The scripts that you run in this demo are written to set up the localhost and fail if the default interface of the node is not 127.0.0.1.

Procedure

  1. Start DataStax Enterprise as a Solr node if you haven't already done so.
  2. When using cqlsh, pagination is on by default. Queries with small result sets will see increased performance when paging is turned off, so use the CQL PAGING command to disable pagination:
    PAGING OFF
  3. Go to the wikipedia demo directory.
    • Installer-Services and Package installations: $ cd /usr/share/dse/demos/wikipedia
    • Installer-No Services and Tarball installations: $ cd install_location/demos/wikipedia
  4. Upload the schema by running the add schema script. On Linux, for example:
    ./1-add-schema.sh
    The script posts solrconfig.xml and schema.xml to these locations:
    • http://localhost:8983/solr/resource/wiki.solr/solrconfig.xml
    • http://localhost:8983/solr/resource/wiki.solr/schema.xml

    The script also creates the Solr index and core. The wiki.solr part of the URL creates the keyspace (wiki) and the column family (solr) in Cassandra.

  5. Index the articles contained in the wikipedia-sample.bz2 file in the demo directory by running the index script.
    ./2-index.sh --wikifile wikipedia-sample.bz2
    Three thousand articles load.
  6. Open the Solr Admin tool.
    Be sure to enter the trailing "/".
    http://localhost:8983/solr/

  7. Inspect the schema. In the Solr Admin, select wiki.solr from the Core Selector drop-down. Click the Schema in the vertical navigation bar.

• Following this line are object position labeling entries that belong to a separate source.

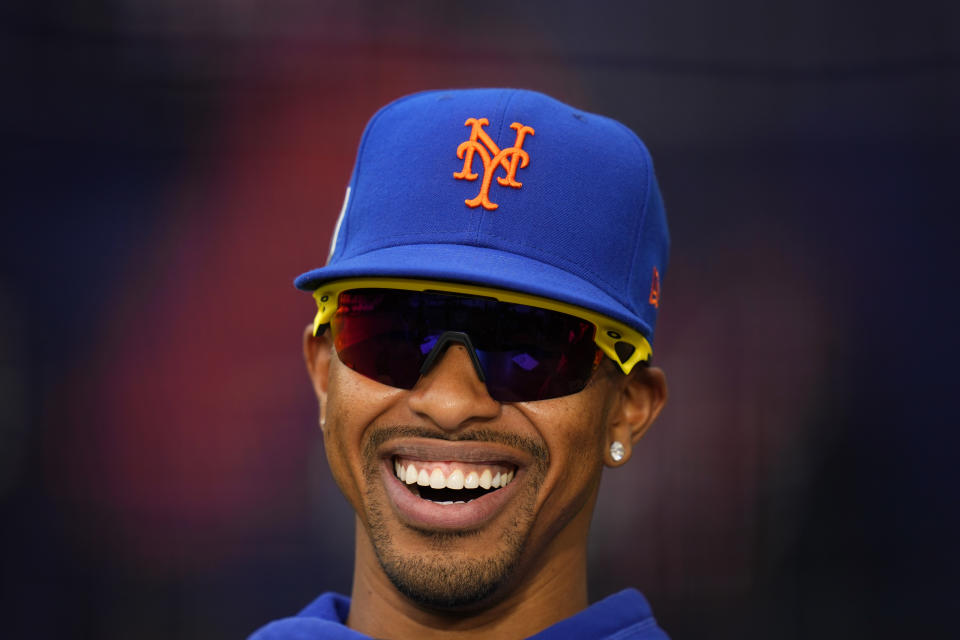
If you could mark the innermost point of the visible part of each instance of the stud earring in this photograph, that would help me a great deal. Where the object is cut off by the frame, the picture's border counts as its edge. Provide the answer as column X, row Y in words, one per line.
column 617, row 451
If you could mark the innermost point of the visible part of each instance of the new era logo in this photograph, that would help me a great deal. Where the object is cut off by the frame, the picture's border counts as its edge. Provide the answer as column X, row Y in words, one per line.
column 493, row 157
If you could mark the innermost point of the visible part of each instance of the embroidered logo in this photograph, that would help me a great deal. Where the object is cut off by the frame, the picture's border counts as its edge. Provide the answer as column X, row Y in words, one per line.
column 492, row 157
column 655, row 289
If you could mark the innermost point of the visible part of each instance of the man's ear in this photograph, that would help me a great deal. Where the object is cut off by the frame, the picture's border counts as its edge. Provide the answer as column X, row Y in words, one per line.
column 317, row 351
column 640, row 398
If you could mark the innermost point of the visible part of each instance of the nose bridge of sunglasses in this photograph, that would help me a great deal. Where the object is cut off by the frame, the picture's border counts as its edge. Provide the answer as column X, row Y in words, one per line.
column 446, row 339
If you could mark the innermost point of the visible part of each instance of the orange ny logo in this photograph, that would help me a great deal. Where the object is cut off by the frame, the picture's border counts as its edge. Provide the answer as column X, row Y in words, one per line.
column 492, row 157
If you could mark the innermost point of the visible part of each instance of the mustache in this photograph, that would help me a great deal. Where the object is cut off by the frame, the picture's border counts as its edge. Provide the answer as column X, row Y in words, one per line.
column 381, row 435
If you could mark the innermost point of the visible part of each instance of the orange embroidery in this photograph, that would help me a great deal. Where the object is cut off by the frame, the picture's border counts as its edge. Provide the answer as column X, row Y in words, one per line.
column 655, row 289
column 492, row 157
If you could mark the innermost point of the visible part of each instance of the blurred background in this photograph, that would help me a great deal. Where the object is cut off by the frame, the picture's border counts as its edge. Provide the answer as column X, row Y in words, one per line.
column 170, row 167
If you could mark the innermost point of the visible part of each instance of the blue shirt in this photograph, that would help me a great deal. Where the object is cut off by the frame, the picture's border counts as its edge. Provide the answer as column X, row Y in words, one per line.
column 618, row 617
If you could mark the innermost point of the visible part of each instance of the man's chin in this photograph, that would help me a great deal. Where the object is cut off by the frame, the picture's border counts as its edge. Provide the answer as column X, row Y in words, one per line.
column 451, row 582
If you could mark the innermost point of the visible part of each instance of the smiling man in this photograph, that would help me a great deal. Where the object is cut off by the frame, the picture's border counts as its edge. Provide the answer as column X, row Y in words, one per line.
column 481, row 351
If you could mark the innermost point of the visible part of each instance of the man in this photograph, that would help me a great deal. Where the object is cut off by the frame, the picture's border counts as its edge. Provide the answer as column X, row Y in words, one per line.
column 481, row 351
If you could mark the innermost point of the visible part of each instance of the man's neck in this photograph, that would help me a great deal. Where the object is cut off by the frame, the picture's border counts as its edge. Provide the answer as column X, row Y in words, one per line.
column 557, row 589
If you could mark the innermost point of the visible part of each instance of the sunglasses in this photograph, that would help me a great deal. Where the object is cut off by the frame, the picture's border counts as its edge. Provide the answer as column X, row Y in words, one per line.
column 523, row 347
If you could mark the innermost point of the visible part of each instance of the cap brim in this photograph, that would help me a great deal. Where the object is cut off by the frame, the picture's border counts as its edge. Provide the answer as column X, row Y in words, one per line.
column 476, row 265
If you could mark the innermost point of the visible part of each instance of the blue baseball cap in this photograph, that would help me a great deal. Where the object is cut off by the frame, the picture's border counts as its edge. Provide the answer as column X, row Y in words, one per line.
column 510, row 189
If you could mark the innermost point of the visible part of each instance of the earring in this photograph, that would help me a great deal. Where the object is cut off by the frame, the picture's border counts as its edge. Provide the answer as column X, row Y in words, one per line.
column 617, row 451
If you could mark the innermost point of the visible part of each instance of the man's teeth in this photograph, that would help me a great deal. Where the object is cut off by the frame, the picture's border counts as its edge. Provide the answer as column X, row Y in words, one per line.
column 452, row 478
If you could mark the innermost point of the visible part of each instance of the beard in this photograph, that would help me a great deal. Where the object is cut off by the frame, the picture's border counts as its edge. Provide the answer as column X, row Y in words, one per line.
column 438, row 575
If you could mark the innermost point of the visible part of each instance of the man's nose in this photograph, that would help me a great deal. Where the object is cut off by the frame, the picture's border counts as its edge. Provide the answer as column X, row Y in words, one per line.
column 451, row 394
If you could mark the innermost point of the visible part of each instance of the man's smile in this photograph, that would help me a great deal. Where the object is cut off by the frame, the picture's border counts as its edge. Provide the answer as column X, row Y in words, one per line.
column 436, row 484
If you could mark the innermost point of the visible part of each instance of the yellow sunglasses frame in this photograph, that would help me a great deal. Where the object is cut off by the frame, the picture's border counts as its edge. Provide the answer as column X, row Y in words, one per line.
column 609, row 332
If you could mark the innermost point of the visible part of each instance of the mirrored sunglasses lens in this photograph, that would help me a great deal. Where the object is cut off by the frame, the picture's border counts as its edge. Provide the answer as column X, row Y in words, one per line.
column 526, row 353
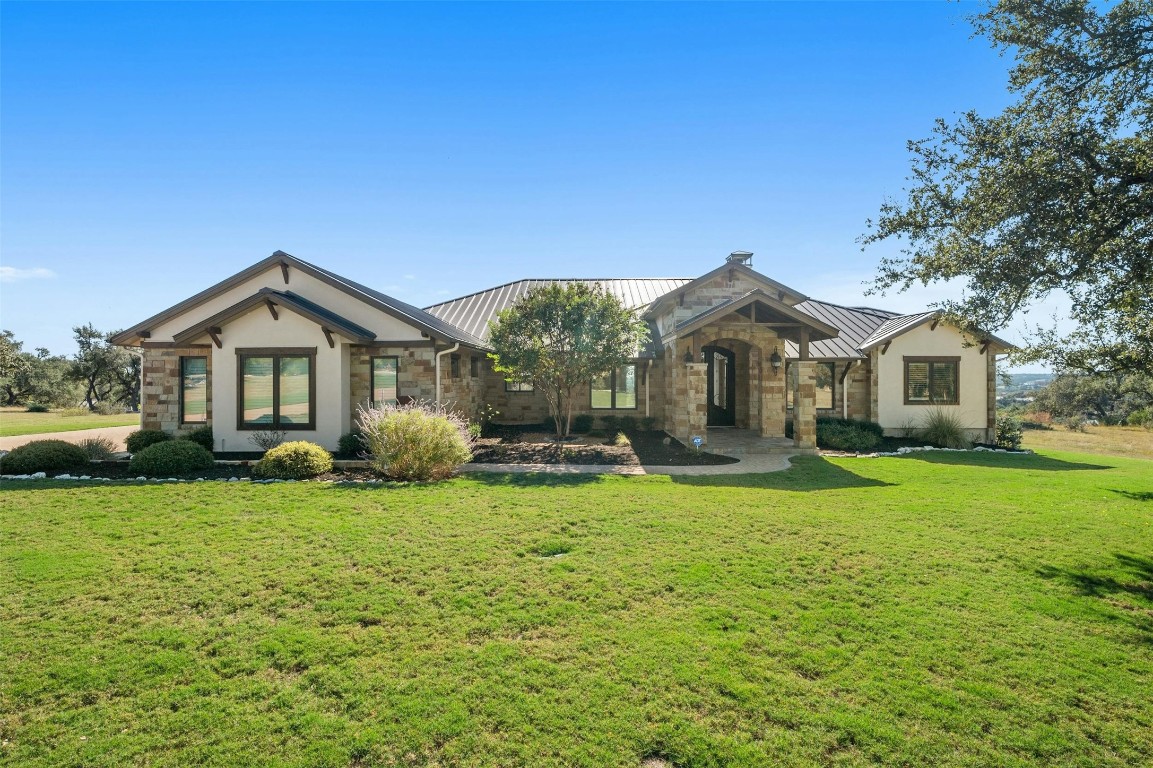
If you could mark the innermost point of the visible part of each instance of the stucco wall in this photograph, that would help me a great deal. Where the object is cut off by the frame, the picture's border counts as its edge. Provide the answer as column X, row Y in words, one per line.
column 257, row 329
column 944, row 341
column 384, row 325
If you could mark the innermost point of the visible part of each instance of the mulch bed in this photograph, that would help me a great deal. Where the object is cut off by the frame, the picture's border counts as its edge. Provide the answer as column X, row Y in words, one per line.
column 652, row 449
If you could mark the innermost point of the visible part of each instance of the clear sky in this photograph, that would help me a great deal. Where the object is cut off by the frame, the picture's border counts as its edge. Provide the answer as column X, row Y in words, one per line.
column 150, row 150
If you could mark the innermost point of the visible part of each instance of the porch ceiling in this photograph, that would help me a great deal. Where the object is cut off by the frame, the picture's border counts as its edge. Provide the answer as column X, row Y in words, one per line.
column 758, row 308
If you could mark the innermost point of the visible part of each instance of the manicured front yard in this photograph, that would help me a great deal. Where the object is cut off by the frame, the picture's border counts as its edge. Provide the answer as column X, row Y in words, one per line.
column 937, row 609
column 16, row 421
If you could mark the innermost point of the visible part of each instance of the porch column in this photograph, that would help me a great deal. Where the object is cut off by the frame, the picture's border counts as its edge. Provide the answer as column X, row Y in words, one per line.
column 773, row 398
column 804, row 404
column 696, row 407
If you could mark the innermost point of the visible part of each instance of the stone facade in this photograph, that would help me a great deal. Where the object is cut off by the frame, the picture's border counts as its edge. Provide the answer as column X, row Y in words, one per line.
column 160, row 388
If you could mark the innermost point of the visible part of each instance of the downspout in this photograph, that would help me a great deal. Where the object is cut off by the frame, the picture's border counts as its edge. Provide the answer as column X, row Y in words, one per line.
column 844, row 390
column 648, row 371
column 438, row 355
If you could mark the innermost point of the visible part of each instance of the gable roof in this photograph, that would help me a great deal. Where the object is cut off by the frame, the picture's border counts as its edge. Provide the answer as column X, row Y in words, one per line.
column 770, row 285
column 419, row 318
column 902, row 324
column 314, row 311
column 755, row 296
column 472, row 313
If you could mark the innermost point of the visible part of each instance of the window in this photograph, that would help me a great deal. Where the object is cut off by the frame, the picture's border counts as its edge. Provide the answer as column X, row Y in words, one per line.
column 384, row 381
column 826, row 386
column 932, row 381
column 277, row 389
column 617, row 389
column 194, row 390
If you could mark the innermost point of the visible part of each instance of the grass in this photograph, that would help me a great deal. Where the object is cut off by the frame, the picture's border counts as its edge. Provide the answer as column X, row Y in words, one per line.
column 15, row 422
column 1132, row 442
column 940, row 609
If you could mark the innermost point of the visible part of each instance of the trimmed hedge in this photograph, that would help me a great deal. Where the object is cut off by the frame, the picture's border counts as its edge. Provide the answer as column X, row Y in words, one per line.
column 43, row 456
column 294, row 460
column 171, row 458
column 142, row 438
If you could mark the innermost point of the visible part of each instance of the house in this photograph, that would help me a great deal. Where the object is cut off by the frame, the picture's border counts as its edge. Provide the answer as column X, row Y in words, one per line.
column 287, row 345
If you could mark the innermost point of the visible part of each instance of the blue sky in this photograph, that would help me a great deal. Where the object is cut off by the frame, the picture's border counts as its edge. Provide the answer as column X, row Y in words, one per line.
column 150, row 150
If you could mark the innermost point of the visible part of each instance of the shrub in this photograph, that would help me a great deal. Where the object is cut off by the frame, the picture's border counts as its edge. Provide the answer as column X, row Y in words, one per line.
column 43, row 456
column 582, row 423
column 268, row 438
column 944, row 429
column 294, row 460
column 98, row 449
column 142, row 438
column 1008, row 435
column 416, row 441
column 836, row 435
column 202, row 436
column 171, row 458
column 349, row 444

    You can use the Solr Admin to query the Wikipedia database in Cassandra. You can also use the Solr HTTP API or cqlsh to query the database.
  8. Start cqlsh, and use the wiki keyspace. Execute a CQL select statement using the solr_query expression to find the titles in the table named solr that begin with the letters natio:
    USE wiki;
    
    SELECT title FROM solr WHERE solr_query='title:natio*';
    The output, sorted in lexical order, appears:
     title
    --------------------------------------------------------------------------
                                         Kenya national under-20 football team
                                           Bolivia national football team 2002
                                      Israel men's national inline hockey team
      List of French born footballers who have played for other national teams
                                           Bolivia national football team 1999
                                           Bolivia national football team 2001
                                           Bolivia national football team 2000

    Using CQL, you can enclose the Solr query string in single quotation marks. For example, after running the Solr Demo, you can use these Solr query strings:

    Type of Query Example Description
    Field search 'title:natio* AND Kenya' You can use multiple fields defined in the schema: 'title:natio* AND body:CarlosAragonés'
    Wildcard search 'Ken?a' Use ? or * for single or multi-character searches.
    Fuzzy search 'Kenya~' Use with caution, many hits can occur.
    Phrase search '"American football player"' Searches for the phrase enclosed in double quotation marks.
    Proximity search '"football Bolivia"~10' Searches for football and Bolivia within 10 words of each other.
    Range searches 'title:[football TO soccer}' Supports both inclusive and exclusive bounds using square brackets and curly braces, respectively.
    Term boosting '"football"^4 "soccer"' By default, the boost factor is 1. Must be a positive number.
    Boolean operator '+Macedonian football' AND, +, OR, NOT and - can be used.
    Grouping '(football OR soccer) AND Carlos Aragonés' Use parentheses to group clauses.
    Field grouping 'title:(+football +"Bolivia")' Use parentheses to group multiple clauses into one field.
  9. To see the sample Wikipedia search UI, open your web browser and go to this URL:
    http://localhost:8983/demos/wikipedia

  10. To search in the bodies of the articles, enter a word in the Search field, and press Enter.